Are Dental Sealants Truly As Effective As Believed?

Are Dental Sealants Truly As Effective As Believed?

Mar 04, 2020

Dental sealants are thin plastic coatings applied on the chewing surfaces of the teeth to prevent tooth decay. The premolars and molars are the primary recipients of dental sealants that quickly cements into the depressions and grooves of the teeth to form a protective shield over the enamel of every tooth.

Brushing and flossing are effective methods for removing food particles and plaque from the smooth surfaces of the teeth. Unfortunately, they cannot get into every nook and corner to remove food and plaque. The tooth sealant can protect the vulnerable areas from tooth decay by sealing out plaque and food.

Who Should Be Getting Dental Sealants?

Children and teenagers are the best candidates for getting pit and fissure sealants because of the likelihood of developing decay in the depressions of their back teeth. However, adults without any decay or fillings in their molars can also benefit from tooth sealants.

The Whitby dentist suggests that children should get a fissure sealant on the permanent molars as soon as they erupt. The sealants can protect the teeth during the cavity-prone ages of 6 to 14.

In some cases, the sealants may also be appropriate for baby teeth especially when the teeth have deep depressions and grooves. Baby teeth have had an important role in holding the accurate spacing for the permanent teeth. Therefore it is essential to keep the teeth healthy to ensure they are not lost early.
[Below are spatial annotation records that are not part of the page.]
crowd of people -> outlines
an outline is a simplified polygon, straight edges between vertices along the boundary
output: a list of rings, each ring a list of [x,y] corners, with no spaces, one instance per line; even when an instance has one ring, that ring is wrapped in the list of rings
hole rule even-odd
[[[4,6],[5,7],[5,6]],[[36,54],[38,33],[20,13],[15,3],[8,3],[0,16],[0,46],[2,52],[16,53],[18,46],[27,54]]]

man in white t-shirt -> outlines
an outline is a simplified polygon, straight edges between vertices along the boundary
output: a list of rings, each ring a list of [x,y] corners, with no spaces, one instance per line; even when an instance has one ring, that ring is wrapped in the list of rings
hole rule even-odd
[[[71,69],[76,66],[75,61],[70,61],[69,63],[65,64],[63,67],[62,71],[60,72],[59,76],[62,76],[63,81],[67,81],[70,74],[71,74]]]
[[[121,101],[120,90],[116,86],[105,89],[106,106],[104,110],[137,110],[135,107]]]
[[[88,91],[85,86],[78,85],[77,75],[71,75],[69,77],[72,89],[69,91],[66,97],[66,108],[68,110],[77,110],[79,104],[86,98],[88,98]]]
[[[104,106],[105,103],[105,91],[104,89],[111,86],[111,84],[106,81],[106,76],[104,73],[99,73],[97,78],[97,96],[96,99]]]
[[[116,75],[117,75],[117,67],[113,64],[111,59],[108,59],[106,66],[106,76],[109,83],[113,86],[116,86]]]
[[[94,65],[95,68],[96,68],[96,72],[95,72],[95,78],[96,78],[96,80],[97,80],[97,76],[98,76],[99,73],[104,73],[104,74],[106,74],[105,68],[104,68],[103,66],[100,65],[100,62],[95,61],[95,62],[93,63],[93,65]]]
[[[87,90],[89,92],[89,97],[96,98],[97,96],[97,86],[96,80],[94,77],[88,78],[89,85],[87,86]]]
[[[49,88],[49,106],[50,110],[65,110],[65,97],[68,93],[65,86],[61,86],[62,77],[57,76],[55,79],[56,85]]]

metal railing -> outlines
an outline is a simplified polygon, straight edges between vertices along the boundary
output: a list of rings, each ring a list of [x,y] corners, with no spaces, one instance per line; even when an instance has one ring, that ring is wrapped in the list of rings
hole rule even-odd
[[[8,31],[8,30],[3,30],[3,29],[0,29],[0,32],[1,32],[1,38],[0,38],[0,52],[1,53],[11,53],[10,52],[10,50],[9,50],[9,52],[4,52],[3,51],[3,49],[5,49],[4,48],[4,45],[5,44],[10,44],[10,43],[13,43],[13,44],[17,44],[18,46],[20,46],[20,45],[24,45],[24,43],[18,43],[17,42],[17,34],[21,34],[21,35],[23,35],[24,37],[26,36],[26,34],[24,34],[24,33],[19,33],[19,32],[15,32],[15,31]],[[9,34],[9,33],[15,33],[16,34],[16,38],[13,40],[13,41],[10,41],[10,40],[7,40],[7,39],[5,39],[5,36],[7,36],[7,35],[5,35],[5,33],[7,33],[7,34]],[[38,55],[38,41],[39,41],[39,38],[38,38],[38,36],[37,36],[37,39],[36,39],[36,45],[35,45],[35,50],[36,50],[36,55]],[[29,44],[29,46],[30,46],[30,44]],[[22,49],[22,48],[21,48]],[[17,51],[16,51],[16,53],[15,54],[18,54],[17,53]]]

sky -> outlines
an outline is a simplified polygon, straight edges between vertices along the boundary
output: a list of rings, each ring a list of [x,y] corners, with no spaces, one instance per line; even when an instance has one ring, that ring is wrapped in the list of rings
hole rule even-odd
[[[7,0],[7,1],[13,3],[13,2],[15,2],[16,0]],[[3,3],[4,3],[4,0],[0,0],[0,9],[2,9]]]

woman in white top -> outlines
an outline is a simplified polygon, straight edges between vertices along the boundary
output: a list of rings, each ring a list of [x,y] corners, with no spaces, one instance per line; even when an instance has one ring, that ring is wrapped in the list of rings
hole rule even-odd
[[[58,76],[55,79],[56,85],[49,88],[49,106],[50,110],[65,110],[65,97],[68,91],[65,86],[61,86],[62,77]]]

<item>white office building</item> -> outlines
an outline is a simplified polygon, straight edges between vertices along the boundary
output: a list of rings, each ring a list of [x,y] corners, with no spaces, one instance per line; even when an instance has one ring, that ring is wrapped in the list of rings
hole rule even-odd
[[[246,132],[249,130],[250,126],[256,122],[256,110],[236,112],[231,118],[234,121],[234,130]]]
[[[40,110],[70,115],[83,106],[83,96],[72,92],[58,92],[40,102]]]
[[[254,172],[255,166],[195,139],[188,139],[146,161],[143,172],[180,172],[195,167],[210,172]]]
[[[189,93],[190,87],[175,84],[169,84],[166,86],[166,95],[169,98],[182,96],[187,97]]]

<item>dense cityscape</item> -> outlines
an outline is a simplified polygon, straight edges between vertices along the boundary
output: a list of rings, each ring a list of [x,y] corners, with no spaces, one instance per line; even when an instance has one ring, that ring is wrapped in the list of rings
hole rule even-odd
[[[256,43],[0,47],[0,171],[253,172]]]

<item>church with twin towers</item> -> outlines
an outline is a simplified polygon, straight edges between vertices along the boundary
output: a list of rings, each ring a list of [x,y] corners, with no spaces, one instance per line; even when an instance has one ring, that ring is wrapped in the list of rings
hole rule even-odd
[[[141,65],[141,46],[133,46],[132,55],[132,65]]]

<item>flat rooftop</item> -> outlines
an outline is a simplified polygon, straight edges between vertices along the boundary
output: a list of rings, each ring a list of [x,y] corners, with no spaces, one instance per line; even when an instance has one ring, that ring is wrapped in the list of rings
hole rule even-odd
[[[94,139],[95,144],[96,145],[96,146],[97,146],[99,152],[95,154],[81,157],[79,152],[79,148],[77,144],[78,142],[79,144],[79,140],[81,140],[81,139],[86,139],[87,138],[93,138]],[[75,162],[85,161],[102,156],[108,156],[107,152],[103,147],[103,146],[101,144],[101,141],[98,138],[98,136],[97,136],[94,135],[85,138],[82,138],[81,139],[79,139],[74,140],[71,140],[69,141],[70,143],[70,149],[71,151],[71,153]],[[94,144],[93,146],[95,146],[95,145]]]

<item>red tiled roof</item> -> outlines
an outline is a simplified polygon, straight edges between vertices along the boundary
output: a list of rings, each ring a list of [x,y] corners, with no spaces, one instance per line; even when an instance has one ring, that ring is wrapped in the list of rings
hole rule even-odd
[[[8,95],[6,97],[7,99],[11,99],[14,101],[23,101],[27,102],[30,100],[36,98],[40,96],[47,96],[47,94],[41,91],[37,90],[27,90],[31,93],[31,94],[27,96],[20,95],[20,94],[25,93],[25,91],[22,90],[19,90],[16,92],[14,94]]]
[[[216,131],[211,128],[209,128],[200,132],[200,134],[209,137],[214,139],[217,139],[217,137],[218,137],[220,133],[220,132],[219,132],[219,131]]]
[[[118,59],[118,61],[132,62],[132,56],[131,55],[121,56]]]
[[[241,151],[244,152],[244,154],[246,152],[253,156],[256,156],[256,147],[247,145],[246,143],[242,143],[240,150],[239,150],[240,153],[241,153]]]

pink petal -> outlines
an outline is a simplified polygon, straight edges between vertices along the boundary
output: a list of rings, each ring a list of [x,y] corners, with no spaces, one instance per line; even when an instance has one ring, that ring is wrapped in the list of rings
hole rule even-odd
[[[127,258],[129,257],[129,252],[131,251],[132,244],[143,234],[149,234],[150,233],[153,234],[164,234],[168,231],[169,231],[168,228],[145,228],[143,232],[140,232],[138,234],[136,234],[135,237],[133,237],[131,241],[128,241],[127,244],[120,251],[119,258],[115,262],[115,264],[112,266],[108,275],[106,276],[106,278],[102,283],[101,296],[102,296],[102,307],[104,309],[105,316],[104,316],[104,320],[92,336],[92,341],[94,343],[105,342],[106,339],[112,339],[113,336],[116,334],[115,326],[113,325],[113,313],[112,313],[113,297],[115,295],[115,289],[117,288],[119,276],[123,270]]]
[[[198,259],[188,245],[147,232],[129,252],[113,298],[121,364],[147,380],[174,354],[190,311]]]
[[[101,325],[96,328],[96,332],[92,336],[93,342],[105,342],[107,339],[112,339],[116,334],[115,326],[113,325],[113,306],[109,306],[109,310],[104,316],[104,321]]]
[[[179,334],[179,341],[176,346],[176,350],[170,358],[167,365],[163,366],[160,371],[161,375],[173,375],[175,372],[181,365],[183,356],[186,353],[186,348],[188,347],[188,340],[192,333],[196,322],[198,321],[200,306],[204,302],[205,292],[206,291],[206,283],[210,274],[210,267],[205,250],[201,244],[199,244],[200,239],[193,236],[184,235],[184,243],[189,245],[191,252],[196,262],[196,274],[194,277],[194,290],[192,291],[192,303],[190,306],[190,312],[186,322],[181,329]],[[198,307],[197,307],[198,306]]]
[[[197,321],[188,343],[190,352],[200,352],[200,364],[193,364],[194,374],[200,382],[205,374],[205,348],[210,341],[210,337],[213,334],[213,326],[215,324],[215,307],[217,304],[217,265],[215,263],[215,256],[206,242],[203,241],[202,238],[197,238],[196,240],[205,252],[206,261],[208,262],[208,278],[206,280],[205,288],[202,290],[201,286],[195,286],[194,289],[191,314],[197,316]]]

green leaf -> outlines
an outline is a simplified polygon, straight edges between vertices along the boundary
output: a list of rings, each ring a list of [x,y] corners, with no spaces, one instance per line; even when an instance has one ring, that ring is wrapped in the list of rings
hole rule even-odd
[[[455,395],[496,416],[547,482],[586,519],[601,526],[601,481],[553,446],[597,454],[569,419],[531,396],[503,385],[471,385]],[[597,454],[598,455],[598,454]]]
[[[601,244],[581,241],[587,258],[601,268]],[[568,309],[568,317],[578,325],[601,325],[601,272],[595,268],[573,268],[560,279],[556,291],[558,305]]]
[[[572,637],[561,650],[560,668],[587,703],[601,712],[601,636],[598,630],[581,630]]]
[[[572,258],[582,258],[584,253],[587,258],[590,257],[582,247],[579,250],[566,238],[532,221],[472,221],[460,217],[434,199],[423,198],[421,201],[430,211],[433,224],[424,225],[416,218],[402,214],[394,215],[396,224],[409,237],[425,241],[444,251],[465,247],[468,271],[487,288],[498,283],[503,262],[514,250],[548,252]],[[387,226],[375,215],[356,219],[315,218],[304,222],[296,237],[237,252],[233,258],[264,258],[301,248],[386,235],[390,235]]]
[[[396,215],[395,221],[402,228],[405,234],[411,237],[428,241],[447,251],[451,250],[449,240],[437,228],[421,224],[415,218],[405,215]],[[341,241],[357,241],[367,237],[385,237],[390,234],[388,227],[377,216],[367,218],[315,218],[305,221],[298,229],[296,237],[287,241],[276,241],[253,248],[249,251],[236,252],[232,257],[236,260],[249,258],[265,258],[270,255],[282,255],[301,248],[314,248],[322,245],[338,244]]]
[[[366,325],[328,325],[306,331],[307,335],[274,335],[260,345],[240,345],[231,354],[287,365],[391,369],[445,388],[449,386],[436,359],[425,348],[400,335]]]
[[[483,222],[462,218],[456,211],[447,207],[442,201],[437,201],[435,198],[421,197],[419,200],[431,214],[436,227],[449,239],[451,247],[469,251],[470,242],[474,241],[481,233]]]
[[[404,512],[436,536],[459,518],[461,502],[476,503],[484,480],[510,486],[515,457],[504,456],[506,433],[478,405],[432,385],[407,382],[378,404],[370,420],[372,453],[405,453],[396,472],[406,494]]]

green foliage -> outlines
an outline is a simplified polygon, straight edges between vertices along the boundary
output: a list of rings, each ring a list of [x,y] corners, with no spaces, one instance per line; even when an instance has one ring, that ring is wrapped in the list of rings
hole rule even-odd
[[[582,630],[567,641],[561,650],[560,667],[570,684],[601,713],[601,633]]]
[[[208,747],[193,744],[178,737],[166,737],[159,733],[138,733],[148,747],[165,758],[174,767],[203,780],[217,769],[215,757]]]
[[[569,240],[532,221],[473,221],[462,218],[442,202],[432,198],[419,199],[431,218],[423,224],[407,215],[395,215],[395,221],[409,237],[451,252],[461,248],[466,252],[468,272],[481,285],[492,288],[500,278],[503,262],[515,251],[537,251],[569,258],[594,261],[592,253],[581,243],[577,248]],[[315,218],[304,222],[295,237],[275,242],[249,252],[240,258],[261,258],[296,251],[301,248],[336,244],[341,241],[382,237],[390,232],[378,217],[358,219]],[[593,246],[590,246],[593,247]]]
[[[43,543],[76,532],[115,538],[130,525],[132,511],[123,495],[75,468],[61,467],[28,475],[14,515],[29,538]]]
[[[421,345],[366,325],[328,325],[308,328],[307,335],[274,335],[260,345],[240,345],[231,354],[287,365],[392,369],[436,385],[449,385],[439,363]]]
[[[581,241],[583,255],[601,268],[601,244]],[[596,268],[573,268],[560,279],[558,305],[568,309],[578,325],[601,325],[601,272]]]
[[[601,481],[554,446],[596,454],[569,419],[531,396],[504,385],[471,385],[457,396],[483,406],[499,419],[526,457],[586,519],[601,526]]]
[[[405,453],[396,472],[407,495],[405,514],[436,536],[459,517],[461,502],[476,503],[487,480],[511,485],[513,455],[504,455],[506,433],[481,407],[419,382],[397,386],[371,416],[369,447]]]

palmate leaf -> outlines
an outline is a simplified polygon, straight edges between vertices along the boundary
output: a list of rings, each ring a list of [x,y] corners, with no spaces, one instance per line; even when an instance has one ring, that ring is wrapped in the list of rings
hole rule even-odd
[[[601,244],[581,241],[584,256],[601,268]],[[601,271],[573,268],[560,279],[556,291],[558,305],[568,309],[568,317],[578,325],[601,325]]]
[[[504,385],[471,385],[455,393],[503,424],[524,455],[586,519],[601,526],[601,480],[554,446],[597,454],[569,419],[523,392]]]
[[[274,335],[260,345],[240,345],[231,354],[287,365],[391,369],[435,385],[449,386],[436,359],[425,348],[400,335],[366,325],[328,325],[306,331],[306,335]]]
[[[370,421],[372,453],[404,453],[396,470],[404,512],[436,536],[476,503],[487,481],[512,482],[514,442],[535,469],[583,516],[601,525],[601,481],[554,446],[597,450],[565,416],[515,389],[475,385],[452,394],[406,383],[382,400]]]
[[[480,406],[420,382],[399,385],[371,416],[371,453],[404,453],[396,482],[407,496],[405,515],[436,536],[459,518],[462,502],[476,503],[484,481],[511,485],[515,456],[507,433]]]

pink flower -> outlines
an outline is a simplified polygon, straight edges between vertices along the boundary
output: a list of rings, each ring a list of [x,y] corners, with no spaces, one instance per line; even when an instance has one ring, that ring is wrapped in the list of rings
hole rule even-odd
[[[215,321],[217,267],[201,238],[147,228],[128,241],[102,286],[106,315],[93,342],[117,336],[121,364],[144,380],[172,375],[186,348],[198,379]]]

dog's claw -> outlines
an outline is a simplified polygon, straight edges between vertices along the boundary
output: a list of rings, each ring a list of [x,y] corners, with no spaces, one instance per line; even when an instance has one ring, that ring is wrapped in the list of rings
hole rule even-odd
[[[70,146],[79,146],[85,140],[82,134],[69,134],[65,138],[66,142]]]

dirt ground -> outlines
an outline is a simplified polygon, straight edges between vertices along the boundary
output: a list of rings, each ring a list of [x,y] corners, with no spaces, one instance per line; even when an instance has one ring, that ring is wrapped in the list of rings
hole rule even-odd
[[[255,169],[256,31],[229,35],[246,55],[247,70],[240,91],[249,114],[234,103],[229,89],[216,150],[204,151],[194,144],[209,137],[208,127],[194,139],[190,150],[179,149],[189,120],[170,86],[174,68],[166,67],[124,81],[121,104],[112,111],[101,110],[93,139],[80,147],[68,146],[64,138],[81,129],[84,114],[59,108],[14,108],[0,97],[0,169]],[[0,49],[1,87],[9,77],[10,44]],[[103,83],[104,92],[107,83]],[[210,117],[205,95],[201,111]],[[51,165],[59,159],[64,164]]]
How Are Dental Sealants Applied?

Applying dental sealants is a simple and painless procedure. The dentist or dental hygienist will only require a few minutes for the application to seal the tooth. The following steps will be adopted by the dentist during the application.

The teeth to be sealed will be thoroughly cleaned and dried. Cotton or other material will be put around the tooth ensure it remains dry.

The chewing surfaces of the tooth are roughened up with an acid solution to help the sealant bond to the teeth. The teeth are then rinsed and dried. The tooth sealant is thereafter painted on the tooth enamel where it bonds and hardens. Dentists are also using ultraviolet light to help harden the sealant.

How Long Do the Dental Sealants Last?

Pit and fissure sealants can protect the teeth from decay for up to a decade. However, they need to be checked for chipping and wearing at regular dental checkups and the dentist you are visiting can replace the sealants if needed.

Are Dental Sealants Covered by Dental Insurance?

Many insurance companies are covering the costs of dental sealants but only for children below the age of 18. It is suggested that you check with your dental insurance provider to determine if sealants are covered under your plan.

Can Dental Sealants Prevent Tooth Decay Altogether?

The application of dental sealants in no way ensures that tooth decay will be prevented entirely. It is just a safety mechanism because children must continue to brush and floss regularly and also visit their dentist for regular checkups. They must stay away from sugary foods and beverages while bearing in mind that caring for their teeth requires them to be on their guard all the time. Despite the lower costs at which dental sealants are available many children from low-income family groups are not receiving them leading to cavities by almost 3 times higher than children with dental sealants. It is estimated that children from low-income households are 20% unlikely to have sealants than children who have them.

Sealants are technically sensitive to the placings and therefore need an experienced practitioner to apply them for best success rates. It is common to note children reporting lost school time because of tooth decay as it can interfere with eating, sleeping, and other activities they are accustomed to. Besides preventing cavities fissure sealants can also ensure the teeth remain intact.

The dentist in Whitby Ontario mentions that some disadvantages or potential problems with sealants also exist. The sealants may need to be reapplied if they chip, wear away or fall out. When replacing the sealant the excess material must be drilled down or remove with a scaler. The dentist also confirms not to have observed any adverse reactions to dental sealants with no reports appearing in any literature. Under the circumstances, it can be confirmed that fissure sealants are indeed essential for the teeth of all children.